Bukti "Hafalan" Konten Berhak Cipta

  • Metode Deteksi dengan Kata "High-Surprisal"
    Peneliti dari Universitas Washington, Kopenhagen, dan Stanford menemukan bahwa GPT-4 dan GPT-3.5 mampu mereproduksi kalimat utuh dari buku-buku populer (termasuk dataset BookMIA) dan artikel The New York Times. Mereka menggunakan kata-kata "high-surprisal"—istilah statistik langka dalam konteks tertentu—untuk menguji apakah model AI bisa menebak kata yang di-masking. Hasilnya, model OpenAI berhasil menebak kata-kata tersebut dengan akurasi tinggi, mengindikasikan adanya memorisasi konten asli .

  • Skandal Pelatihan dengan Buku Berbayar
    Studi terpisah oleh AI Disclosures Project mengklaim GPT-4o dilatih menggunakan buku berbayar O’Reilly Media tanpa izin. Metode DE-COP (serangan membership inference) menunjukkan GPT-4o mencapai skor 82% AUROC dalam mengenali teks verbatim, jauh di atas GPT-3.5 Turbo yang hanya 50%. Ini menandakan model terbaru OpenAI mungkin mengakses sumber tertutup secara tidak sah .


Implikasi Hukum dan Kritik Etis

  • Gugatan Hukum Menumpuk
    OpenAI kini menghadapi setidaknya 8 gugatan dari penulis, penerbit, dan pengembang perangkat lunak, termasuk The New York Times. Mereka menuduh OpenAI melanggar hak cipta dengan menggunakan karya kreatif tanpa kompensasi atau izin. Di Amerika Serikat, pertarungan hukum ini menguji batas doktrin "penggunaan wajar" (fair use), yang selama ini dijadikan tameng oleh perusahaan AI .

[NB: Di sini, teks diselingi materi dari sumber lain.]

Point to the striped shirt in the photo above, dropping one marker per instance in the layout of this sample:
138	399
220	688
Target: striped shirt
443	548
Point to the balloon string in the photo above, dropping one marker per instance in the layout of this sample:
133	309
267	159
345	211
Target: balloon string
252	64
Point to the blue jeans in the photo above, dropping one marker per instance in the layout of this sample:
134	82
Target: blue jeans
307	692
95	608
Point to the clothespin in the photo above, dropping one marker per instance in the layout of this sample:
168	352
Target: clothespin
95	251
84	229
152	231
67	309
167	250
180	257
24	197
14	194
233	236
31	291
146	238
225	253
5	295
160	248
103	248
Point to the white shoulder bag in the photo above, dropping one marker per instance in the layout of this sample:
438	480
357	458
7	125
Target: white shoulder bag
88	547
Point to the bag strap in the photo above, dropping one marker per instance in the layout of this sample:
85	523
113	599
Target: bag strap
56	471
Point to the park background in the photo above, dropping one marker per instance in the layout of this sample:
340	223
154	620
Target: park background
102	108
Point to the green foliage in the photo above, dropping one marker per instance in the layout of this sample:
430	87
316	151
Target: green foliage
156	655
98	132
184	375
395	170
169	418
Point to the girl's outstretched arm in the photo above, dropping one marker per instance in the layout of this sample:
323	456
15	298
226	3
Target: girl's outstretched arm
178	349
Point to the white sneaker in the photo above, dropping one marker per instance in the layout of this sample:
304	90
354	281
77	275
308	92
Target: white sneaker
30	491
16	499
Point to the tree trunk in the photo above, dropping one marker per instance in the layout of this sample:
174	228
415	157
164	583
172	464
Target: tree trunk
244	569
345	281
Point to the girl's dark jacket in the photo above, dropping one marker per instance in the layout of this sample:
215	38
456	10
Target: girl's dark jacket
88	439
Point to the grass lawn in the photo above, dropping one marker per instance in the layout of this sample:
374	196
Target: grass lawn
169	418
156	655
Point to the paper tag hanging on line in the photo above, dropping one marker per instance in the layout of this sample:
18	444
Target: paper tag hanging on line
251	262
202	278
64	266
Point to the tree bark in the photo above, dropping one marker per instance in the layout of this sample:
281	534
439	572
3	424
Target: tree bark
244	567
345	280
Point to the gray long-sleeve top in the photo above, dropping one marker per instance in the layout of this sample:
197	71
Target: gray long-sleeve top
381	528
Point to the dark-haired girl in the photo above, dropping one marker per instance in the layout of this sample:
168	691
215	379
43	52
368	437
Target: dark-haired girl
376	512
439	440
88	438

  • Kritik atas Kurangnya Transparansi
    Abhilasha Ravichander, salah satu peneliti studi, menegaskan: "Kita butuh model yang bisa diaudit secara ilmiah. Tanpa transparansi, mustahil memastikan AI bekerja sesuai hukum." Para ahli juga memperingatkan risiko "enshittification"—penurunan kualitas konten online jika kreator tidak diberi insentif, karena karya mereka "dicuri" oleh AI .

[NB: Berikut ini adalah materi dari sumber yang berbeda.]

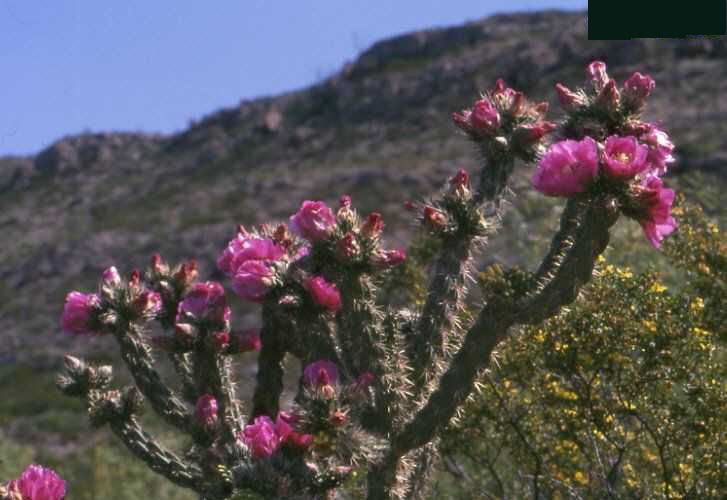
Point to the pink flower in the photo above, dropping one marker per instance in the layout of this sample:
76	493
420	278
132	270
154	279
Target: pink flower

Respons OpenAI dan Pergeseran Industri

  • OpenAI Bertahan di Posisi "Fair Use"
    OpenAI bersikukuh bahwa pelatihan model AI termasuk dalam penggunaan wajar, merujuk pada preseden hukum seperti Google vs. Oracle. Mereka telah menjalin kerja sama dengan penerbit seperti Reddit dan Time Magazine, serta menyediakan alat opt-out bagi pemegang hak cipta. Namun, langkah ini dinilai setengah hati oleh kritikus .

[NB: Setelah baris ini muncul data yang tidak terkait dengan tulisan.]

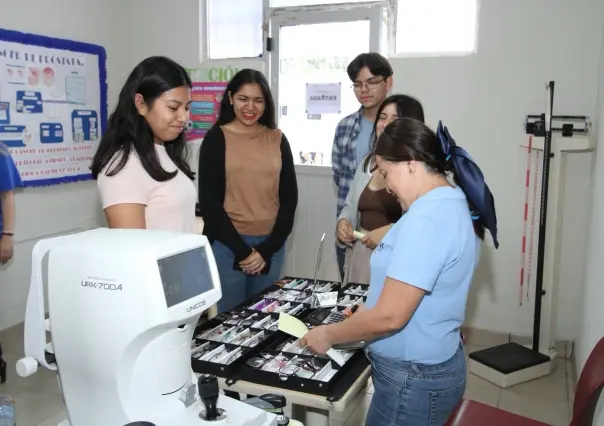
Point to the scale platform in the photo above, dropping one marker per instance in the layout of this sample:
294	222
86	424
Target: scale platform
510	364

  • Perburuan Data Berkualitas
    Seiring menipisnya data publik, perusahaan AI beralih ke konten berlisensi. OpenAI bahkan merekrut jurnalis dan pakar bidang untuk meningkatkan kualitas data pelatihan. Tren ini juga terlihat pada kompetitor seperti Google dan Meta, yang dituding menggunakan dataset kontroversial seperti LibGen .


Masa Depan AI di Tengah Badai Hak Cipta

Perdebatan ini bukan sekadar soal ganti rugi, tetapi masa depan inovasi AI itu sendiri. Jika pengadilan memenangkan pemegang hak cipta, biaya pelatihan model AI bisa melonjak, memperlambat perkembangan teknologi. Sebaliknya, jika OpenAI menang, dikhawatirkan terjadi eksploitasi massal karya kreatif tanpa kontrol.;


Ahli kebijakan teknologi seperti Rebecca Tushnet dari Harvard mengingatkan: "Pemerintah harus menemukan titik tengah. Terlalu longgar, kreator hancur; terlalu ketat, AS bisa ketinggalan dari China yang agresif mendorong AI."


 

Temuan studi ini menjadi alarm bagi industri AI: tanpa transparansi dan kolaborasi dengan pemegang hak cipta, kemajuan teknologi justru berisiko memicu krisis kepercayaan. Bagaimana OpenAI dan regulator merespons, akan menentukan apakah AI menjadi alat inovasi—atau senjata penghancur ekosistem kreatif.